I’ve been a little obsessed lately with the nature of gossip and wondering if perhaps a redefine of what it really is might be in order?
Like you, I grew up being told that gossip was “Telling lies to hurt people”. Though certainly true, this definition is not robust enough to deal with the true nature of gossip I think, it’s slipperier than that.
Firstly people who tell lies rarely admit that they do.
Why is that? Well, the first lie a liar has to swallow is that they’re not one of course! As long as there is a seed of truth the rest of the addendums can be ignored because they originate from a document we like to think of as “fact”. Adding a little sugar to the coffee is only natural.
The problem is that real issues are quite simple once they’re boiled down, but addendums are what add spice to an otherwise dull existence of owning up to one’s mistakes.
Example. I can’t recall ever stopping in the middle of an argument with my wife and saying “I’M JUST MAD BECAUSE I WAS WRONG AND NOW I CAN’T SEEM TO STOP ARGUING AND I’M MAD ABOUT THAT TOO!”. Or “I’M NOT GETTING WHAT I WANT! IF YOU WOULD GIVE IT TO ME I THINK I WOULDN’T BE MAD ANYMORE BUT I’M NOT SURE!”
It would be boring to be that honest, hence the production that follows.
“Telling lies to hurt someone.”
If admitting to lying is difficult, we can’t even admit we hurt anyone anymore. It’s always “I’m sorry you felt that way”… translated “If there wasn’t something wrong with you you wouldn’t have been hurt by what I just did”. Great. Now I feel even better.

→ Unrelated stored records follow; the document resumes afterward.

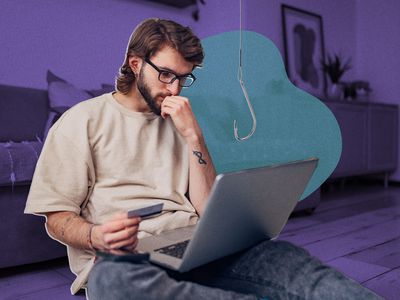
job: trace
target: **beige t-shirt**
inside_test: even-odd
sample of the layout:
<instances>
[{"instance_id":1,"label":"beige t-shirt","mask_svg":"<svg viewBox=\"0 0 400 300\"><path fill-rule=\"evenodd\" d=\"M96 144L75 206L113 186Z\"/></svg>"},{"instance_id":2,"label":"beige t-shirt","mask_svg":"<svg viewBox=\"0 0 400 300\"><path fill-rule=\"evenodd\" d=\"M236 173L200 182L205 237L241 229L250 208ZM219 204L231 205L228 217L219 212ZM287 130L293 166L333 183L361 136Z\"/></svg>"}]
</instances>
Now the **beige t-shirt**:
<instances>
[{"instance_id":1,"label":"beige t-shirt","mask_svg":"<svg viewBox=\"0 0 400 300\"><path fill-rule=\"evenodd\" d=\"M197 223L188 182L187 144L171 118L131 111L109 93L73 106L50 129L25 213L72 211L100 224L117 211L164 203L161 215L141 222L142 238ZM94 253L70 246L67 252L75 294Z\"/></svg>"}]
</instances>

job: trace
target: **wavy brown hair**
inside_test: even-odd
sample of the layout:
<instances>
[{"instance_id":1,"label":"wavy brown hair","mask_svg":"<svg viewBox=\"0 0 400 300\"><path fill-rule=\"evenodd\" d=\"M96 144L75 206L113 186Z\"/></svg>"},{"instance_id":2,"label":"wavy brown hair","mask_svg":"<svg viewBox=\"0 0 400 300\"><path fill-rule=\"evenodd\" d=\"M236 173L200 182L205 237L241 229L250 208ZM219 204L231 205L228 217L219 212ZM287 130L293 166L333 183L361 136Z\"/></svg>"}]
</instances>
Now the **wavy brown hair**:
<instances>
[{"instance_id":1,"label":"wavy brown hair","mask_svg":"<svg viewBox=\"0 0 400 300\"><path fill-rule=\"evenodd\" d=\"M130 56L151 58L164 46L174 48L186 61L195 66L203 62L204 52L200 39L189 27L170 20L147 19L135 28L129 39L124 64L119 68L115 80L116 89L126 95L136 80L129 66Z\"/></svg>"}]
</instances>

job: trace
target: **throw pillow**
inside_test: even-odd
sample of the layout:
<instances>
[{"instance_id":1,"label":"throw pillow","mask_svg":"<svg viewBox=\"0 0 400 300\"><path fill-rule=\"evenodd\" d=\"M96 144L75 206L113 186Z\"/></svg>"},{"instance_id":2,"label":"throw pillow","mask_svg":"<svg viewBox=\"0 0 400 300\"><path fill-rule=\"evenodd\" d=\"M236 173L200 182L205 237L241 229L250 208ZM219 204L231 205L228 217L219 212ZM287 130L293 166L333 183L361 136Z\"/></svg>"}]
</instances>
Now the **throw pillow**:
<instances>
[{"instance_id":1,"label":"throw pillow","mask_svg":"<svg viewBox=\"0 0 400 300\"><path fill-rule=\"evenodd\" d=\"M46 80L50 107L71 107L92 97L87 91L77 88L50 70L47 71Z\"/></svg>"},{"instance_id":2,"label":"throw pillow","mask_svg":"<svg viewBox=\"0 0 400 300\"><path fill-rule=\"evenodd\" d=\"M55 75L50 70L47 71L46 80L48 84L50 112L44 129L44 140L51 126L57 122L67 109L83 100L114 91L114 86L111 84L102 84L101 89L98 90L86 91L79 89L65 79Z\"/></svg>"},{"instance_id":3,"label":"throw pillow","mask_svg":"<svg viewBox=\"0 0 400 300\"><path fill-rule=\"evenodd\" d=\"M92 98L85 90L81 90L71 83L53 81L48 85L49 100L51 107L74 106L83 100Z\"/></svg>"},{"instance_id":4,"label":"throw pillow","mask_svg":"<svg viewBox=\"0 0 400 300\"><path fill-rule=\"evenodd\" d=\"M61 117L61 115L67 111L69 107L67 106L60 106L60 107L51 107L50 112L49 112L49 117L47 118L46 126L44 128L44 139L46 139L47 134L49 133L49 130L51 126L54 125L54 123L57 122L57 120Z\"/></svg>"},{"instance_id":5,"label":"throw pillow","mask_svg":"<svg viewBox=\"0 0 400 300\"><path fill-rule=\"evenodd\" d=\"M55 75L50 70L47 71L46 79L48 84L47 89L50 111L44 128L44 140L46 139L51 126L53 126L53 124L67 109L83 100L93 97L87 91L75 87L73 84Z\"/></svg>"},{"instance_id":6,"label":"throw pillow","mask_svg":"<svg viewBox=\"0 0 400 300\"><path fill-rule=\"evenodd\" d=\"M56 74L54 74L50 70L47 70L46 80L47 80L47 83L50 83L50 82L53 82L53 81L67 82L65 79L62 79L61 77L58 77Z\"/></svg>"},{"instance_id":7,"label":"throw pillow","mask_svg":"<svg viewBox=\"0 0 400 300\"><path fill-rule=\"evenodd\" d=\"M44 126L43 140L46 140L47 134L49 133L51 126L53 126L53 124L58 120L58 118L59 117L57 117L57 113L55 113L54 111L49 112L46 126Z\"/></svg>"},{"instance_id":8,"label":"throw pillow","mask_svg":"<svg viewBox=\"0 0 400 300\"><path fill-rule=\"evenodd\" d=\"M93 96L93 97L98 97L106 93L111 93L114 91L114 86L111 84L102 84L101 89L98 90L89 90L88 92Z\"/></svg>"}]
</instances>

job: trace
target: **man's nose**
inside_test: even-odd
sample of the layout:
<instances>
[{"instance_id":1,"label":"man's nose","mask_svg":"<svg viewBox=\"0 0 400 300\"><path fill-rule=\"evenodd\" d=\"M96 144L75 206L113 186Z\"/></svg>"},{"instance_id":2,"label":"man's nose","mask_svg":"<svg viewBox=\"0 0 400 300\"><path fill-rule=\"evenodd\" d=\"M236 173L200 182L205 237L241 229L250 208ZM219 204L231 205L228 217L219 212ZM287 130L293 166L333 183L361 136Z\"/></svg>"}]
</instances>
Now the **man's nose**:
<instances>
[{"instance_id":1,"label":"man's nose","mask_svg":"<svg viewBox=\"0 0 400 300\"><path fill-rule=\"evenodd\" d=\"M179 95L181 87L179 86L179 79L174 80L174 82L168 84L168 90L173 96Z\"/></svg>"}]
</instances>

Heck, admitting to wanting to hurt someone is almost taboo these days. I wonder when it will become fashionable again to openly say the real reason you and I hurt people: We wanted to. Duh.
Sure there’s the odd time someone picks up something we didn’t lay down because they were hoping we would, but my intent in doing something wrong IS TO HURT. That’s why it’s wrong in the first place.
So let’s graduate, shall we, from the kindergarten version of gossip and enter into a realm that could change the outcome of, say, the relationships that matter most to you in the world?
Let’s add an element of scary and throw in a different feasible definition of gossip. What if it’s not only speaking lies to hurt, but more along the lines of:
“Needless EVALUATION of things I have no business evaluating?” Oh, I do that fifty times a day.
“Can you believe the way Rob is raising those boys!!?”
“Can you believe she wore THAT to school?”
“I wouldn’t have bought that car. What a waste of money!”
“My boss is an idiot!”
“Can you believe what my husband did?”
Mic drop.
The human heart is rife with the foundation of Insecurity. We all have a burning desire to appear desirable to those around us, and the shortcut to the temptation of Gossip Island is like shooting fish in a barrel.
There are a couple of ways to be desirable in my mind:
- I can work hard on myself and be the best I can be and let you decide if you like me or not, or
- I can destroy my competition with a few well placed phrases and appear better to you.
Way 1 takes a lifetime and Way 2 takes about fifteen seconds.
There are another couple of lies we have to believe about gossip for us to keep doing it, and they are as follows:
- It’s not gossip if it’s true.
- It’s not gossip if I’m trying to help.
Wrong and wrong.
The truth has nothing to do with gossip. In fact, the truth IN gossip is what makes it so tempting in the first place! The nature of truth sets you free (Bible), but gossip never set anything free because the foundation of gossip is an untruth: “I have the RIGHT TO SPEAK when I don’t”. The truth is that gossip is bad and hurts people including you. Every single time.
Which must mean that if I gossip I’m not trying to help either, I’m just trying to help myself.
Having said that, when my teenage daughter accuses me of gossiping about her to her mother (she wouldn’t but….) my response would be a broad smile and “Oh sweetheart. Your life IS MY BUSINESS! Get used to it.”
But gossip never simplifies issues. The author of Proverbs 26:20 says “When you run out of wood the fire goes out: when the gossip ends, the quarrel dies down.”
I have a decent brain (I think:), but when I was young I used nearly all of my horsebrainpower trying to figure out everybody else’s lives before I came to realize the truth:
You’re not responsible to change what you’re not responsible for (and people generally won’t let you anyways), and
The great trap to distract me from changing things I’m actually responsible for is to try and change what I’m not.
Oh and my mom always told me to mind my own business and just take the trash out because she was mom and I wasn’t.